Maybe this is a stupid question but suppose you have two quivers $Q$ and $Q'$ (maybe we can suppose some nice property, like not having oriented cycles, so that kQ has finite dimension over $k$) whose Auslander Reiten quivers $A$ and $B$ are isomorphic as quivers in the sense of graph theory. Maybe we can also suppose that the isomorphism preserves the Auslander Reiten translation $\tau$ as well. Does that imply that the category of representations of $Q$ is "the same" as the category of representations of $Q'$, $Rep_Q \cong Rep_{Q'}$? Or to put it in algebraic terms, $mod_{kQ} \cong mod_{kQ'}$ ?

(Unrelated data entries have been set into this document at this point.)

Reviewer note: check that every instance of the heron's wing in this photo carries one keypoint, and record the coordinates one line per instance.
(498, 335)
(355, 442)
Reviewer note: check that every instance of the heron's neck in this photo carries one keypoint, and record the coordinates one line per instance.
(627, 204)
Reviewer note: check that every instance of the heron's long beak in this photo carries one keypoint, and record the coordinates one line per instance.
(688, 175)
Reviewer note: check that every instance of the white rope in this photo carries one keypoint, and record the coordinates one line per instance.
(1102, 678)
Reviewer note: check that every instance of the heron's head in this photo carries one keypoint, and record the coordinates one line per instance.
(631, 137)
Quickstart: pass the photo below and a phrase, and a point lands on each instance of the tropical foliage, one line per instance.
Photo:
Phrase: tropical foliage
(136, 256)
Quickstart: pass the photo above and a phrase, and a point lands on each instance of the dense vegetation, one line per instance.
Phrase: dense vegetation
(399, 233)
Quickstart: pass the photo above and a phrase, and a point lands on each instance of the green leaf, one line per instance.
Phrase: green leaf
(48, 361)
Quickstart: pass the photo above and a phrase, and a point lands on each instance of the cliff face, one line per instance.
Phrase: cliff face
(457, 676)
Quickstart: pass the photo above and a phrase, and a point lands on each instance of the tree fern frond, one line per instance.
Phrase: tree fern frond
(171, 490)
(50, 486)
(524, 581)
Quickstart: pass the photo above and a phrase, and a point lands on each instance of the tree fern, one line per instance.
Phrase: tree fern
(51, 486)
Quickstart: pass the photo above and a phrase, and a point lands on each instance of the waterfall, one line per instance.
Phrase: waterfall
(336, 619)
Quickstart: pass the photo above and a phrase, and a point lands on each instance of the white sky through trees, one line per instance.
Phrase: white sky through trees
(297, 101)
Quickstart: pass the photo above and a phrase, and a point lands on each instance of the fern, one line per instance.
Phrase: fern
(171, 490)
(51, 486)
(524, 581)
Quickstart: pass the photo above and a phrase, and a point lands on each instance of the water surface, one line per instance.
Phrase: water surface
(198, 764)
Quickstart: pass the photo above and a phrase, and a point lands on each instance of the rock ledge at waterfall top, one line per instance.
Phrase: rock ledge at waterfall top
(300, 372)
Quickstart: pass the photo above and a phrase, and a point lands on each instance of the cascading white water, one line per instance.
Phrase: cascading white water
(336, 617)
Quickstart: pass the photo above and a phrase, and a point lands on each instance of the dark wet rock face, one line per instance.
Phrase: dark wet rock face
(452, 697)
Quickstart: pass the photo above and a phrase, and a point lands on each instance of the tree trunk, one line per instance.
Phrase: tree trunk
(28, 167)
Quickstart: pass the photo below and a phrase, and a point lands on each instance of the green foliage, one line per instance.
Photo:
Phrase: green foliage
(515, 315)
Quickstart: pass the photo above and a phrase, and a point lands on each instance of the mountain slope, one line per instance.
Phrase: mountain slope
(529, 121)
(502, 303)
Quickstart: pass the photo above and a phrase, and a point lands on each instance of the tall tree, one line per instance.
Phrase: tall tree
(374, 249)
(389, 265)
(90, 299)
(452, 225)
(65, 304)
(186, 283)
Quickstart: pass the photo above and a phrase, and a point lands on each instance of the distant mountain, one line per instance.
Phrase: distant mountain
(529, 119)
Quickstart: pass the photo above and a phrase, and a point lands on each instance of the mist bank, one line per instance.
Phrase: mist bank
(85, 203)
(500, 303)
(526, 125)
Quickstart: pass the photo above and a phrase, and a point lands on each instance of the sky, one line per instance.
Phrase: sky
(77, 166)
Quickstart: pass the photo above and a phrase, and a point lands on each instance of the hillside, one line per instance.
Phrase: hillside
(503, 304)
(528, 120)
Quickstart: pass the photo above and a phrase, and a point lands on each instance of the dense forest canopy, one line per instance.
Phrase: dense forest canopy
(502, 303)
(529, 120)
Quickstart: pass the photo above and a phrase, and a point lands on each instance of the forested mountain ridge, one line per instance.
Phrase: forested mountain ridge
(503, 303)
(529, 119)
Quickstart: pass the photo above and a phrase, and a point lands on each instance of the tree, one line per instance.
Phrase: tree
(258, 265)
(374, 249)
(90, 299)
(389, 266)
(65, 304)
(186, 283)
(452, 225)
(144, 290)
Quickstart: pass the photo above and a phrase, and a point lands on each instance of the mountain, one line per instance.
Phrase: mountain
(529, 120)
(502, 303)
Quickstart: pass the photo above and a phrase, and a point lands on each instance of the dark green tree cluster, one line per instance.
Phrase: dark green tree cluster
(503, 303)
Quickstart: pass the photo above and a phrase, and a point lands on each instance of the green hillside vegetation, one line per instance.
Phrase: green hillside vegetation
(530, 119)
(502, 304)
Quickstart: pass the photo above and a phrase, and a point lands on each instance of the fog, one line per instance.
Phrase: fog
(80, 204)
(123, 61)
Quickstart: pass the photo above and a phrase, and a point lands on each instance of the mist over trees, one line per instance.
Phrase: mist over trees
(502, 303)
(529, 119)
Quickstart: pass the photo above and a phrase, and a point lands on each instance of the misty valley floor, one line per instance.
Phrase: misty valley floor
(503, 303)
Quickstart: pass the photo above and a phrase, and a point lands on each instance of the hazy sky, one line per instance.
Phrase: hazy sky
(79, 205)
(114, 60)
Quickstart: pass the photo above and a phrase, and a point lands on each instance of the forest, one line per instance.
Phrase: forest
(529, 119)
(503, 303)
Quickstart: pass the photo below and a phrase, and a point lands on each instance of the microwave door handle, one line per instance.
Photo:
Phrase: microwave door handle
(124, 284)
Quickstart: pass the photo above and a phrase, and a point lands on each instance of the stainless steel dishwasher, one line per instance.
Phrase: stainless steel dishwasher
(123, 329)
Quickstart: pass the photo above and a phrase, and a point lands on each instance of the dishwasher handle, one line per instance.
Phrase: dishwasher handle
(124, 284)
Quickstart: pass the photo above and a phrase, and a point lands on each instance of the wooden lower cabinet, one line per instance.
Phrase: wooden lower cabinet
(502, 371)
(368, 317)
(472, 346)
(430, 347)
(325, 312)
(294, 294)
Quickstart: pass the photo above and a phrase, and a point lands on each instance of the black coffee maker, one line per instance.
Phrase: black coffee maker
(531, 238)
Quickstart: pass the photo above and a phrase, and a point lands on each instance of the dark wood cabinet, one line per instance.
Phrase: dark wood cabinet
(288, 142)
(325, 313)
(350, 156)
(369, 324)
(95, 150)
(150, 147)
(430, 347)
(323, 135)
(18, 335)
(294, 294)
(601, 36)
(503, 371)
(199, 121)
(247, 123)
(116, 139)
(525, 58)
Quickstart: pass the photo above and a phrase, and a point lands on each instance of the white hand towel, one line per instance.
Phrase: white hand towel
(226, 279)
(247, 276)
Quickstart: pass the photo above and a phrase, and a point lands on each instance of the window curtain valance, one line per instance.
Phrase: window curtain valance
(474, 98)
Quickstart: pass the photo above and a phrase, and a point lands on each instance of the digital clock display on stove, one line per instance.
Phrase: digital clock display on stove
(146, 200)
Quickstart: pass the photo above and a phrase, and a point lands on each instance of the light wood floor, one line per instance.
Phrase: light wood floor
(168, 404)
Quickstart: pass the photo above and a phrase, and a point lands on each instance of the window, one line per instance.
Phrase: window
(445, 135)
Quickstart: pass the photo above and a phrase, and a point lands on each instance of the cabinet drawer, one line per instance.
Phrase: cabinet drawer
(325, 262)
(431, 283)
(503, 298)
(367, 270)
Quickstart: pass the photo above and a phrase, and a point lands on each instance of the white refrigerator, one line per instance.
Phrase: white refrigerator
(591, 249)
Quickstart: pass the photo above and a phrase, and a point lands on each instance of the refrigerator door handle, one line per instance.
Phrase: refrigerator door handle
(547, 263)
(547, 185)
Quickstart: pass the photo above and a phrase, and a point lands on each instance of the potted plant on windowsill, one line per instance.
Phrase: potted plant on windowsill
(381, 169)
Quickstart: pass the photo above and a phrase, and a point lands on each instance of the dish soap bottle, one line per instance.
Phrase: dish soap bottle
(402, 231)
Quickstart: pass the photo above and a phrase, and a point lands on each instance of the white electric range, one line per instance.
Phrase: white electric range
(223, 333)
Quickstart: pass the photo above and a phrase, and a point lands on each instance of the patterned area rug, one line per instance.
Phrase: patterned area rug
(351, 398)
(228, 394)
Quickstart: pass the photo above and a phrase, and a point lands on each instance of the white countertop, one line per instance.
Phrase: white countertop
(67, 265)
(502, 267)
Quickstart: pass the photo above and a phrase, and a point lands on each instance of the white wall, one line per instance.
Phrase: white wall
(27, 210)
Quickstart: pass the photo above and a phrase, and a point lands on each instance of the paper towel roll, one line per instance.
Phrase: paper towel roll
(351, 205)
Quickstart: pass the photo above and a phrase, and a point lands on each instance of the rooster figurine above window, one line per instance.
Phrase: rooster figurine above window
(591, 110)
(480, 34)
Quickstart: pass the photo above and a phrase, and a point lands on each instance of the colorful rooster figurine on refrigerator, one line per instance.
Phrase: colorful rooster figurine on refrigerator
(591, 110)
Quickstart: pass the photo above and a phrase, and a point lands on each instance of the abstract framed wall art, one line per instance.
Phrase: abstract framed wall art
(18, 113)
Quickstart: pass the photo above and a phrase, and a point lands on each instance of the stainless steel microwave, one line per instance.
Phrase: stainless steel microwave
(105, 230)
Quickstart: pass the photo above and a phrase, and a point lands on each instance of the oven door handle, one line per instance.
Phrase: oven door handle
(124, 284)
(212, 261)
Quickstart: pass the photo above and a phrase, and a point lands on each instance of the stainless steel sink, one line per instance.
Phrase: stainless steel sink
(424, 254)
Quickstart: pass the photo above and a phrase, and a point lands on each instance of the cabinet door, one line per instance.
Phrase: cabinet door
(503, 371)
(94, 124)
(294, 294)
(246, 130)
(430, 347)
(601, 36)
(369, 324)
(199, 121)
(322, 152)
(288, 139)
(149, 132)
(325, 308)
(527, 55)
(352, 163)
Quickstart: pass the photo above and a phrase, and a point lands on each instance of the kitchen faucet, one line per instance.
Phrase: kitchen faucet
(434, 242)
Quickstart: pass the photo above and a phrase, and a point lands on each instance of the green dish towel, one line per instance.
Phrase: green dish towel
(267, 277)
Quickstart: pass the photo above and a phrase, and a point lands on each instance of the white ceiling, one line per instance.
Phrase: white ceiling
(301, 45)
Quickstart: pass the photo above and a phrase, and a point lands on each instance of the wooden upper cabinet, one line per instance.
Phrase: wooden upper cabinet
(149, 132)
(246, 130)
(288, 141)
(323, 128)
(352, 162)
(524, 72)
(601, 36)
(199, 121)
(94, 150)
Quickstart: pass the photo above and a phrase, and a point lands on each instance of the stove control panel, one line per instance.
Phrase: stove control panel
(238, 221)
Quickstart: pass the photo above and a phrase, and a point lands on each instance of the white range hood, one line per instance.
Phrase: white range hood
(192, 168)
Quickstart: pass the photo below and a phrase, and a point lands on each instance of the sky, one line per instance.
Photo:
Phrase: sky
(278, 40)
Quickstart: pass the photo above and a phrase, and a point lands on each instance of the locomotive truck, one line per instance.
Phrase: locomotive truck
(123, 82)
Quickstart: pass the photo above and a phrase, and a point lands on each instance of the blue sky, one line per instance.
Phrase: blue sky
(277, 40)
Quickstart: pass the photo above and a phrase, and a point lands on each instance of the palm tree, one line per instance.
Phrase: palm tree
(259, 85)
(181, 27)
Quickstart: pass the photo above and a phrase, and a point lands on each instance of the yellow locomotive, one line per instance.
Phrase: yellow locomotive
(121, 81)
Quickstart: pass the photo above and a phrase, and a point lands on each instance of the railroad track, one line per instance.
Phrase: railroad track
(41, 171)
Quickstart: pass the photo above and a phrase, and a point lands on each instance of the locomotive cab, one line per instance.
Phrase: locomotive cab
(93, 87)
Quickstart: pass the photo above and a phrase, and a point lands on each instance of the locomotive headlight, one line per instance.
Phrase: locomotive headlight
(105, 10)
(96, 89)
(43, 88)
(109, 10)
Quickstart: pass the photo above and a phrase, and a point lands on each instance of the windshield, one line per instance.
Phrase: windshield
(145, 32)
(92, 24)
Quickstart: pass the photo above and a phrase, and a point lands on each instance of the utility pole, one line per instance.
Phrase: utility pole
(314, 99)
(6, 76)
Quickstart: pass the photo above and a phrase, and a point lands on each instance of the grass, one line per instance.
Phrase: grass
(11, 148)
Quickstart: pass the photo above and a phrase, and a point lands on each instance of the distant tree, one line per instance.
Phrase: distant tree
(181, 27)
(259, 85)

I find this question baffling because it looks natural but I havent been able to find any reference to it and it doesn't seem obvious. Simplify the problem and assume you want to show that $ind_{kQ} \cong ind_{kQ'}$, where $ind$ means the category of indescomposable representations and morphisms between indescomposable representations. An odd category, I know (very non abelian). To find a functor that is an equivalence between the two categories I need to define it over any morphism between two indescomposable representations. The problem is that, as far as I know, not every morphism is a composition of irreducible morphisms, and thus using the isomorphism between the two Auslander-Reiten quivers is more difficult.
What is valid is that any morphism $f:M \longrightarrow N$ that is not an iso, can be written as a sum of compositions of irreducible morphisms but only if $Rad^n(-,N) =0$ or $Rad^n(M,-)=0$ for some $n$. Which is something that doesn't hold in general.
Since you assume that you are given $\tau$ as part of the data, you can identify the indecomposable projective modules, since they are the ones on which $\tau$ vanishes. But the AR quiver restricted to the projective modules is the opposite of $Q$. So you can recover $Q$.